Pero tanto el amor como la escritura revelan nuestra naturaleza relacional. Yo soy parte de algo mayor, en el cual me comprendo y existo. Los demás me miran y soy el reflejo de esas miradas. Cuando hay odio, me condenan; cuando hay amor, me salvan. Escribir es una forma de anhelar ese amor salvífico y descubrir que la vida es esta oscilación entre el silencio y la mirada de los demás. Somos opacos, nunca transparentes. Ni siquiera para nosotros mismos lo somos jamás del todo. Pero vivir es el intento y la aspiración hacia esa claridad y plenitud, que el amor invoca. Nada nos humaniza más que el amor, como el que una madre tiene casi siempre por su hijo pequeño cuando lo mira con ternura y se hunde en la mirada oceánica de ese hijo que tiene aún la vida por vivir.
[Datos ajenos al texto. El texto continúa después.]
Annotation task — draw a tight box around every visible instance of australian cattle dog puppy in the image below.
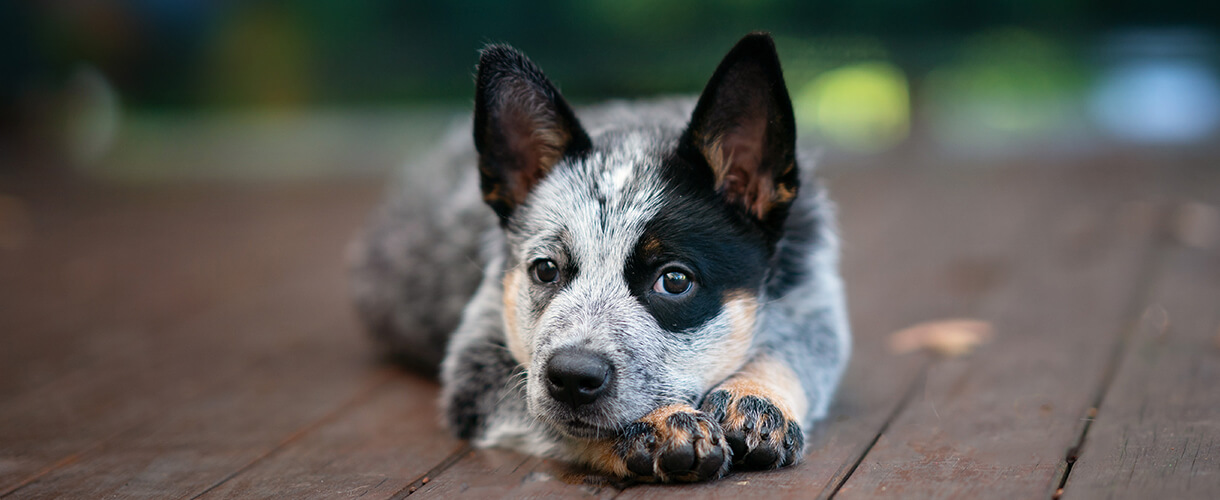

Pero al hablar o al escribir cabe también la posibilidad de envilecerse, cuando se hace uso de la palabra para engañar, mentir, ocultar, disimular, aparentar. Se construyen castillos en el aire que están hechos de palabras y son ensoñaciones, promesas que se traicionarán o verborrea sin freno. Entonces desaparece esa unidad en que aspiramos a convertirnos, para dejar paso a una lengua desatada, mera palabrería que oculta un vacío o nos conecta con los otros de forma superficial, indiscriminada. Palabras que no distinguen, no conocen y resultan vanas, a la postre. Palabras que no habrían de haberse pronunciado, porque nada añaden al mundo, sino que restan y lo empobrecen: chismorreos, dimes y diretes. Palabras que pierden fundamento y dejan de ser fundamentales: cháchara social que, en lugar de humanizarnos, nos embrutece. También a veces las palabras escritas tiene esa tonalidad envilecida. Pero lo escrito, escrito queda y es peor.

Aspiro de siempre a conectar con los otros. No con todos, pero sí con algunos. Nunca se es un hombre por completo solitario como tampoco jamás de carece de historia. Cuando ocurre ese encuentro, la existencia se vuelve maravillosamente intensa y necesaria, pese a su fugacidad. O acaso más bien por eso.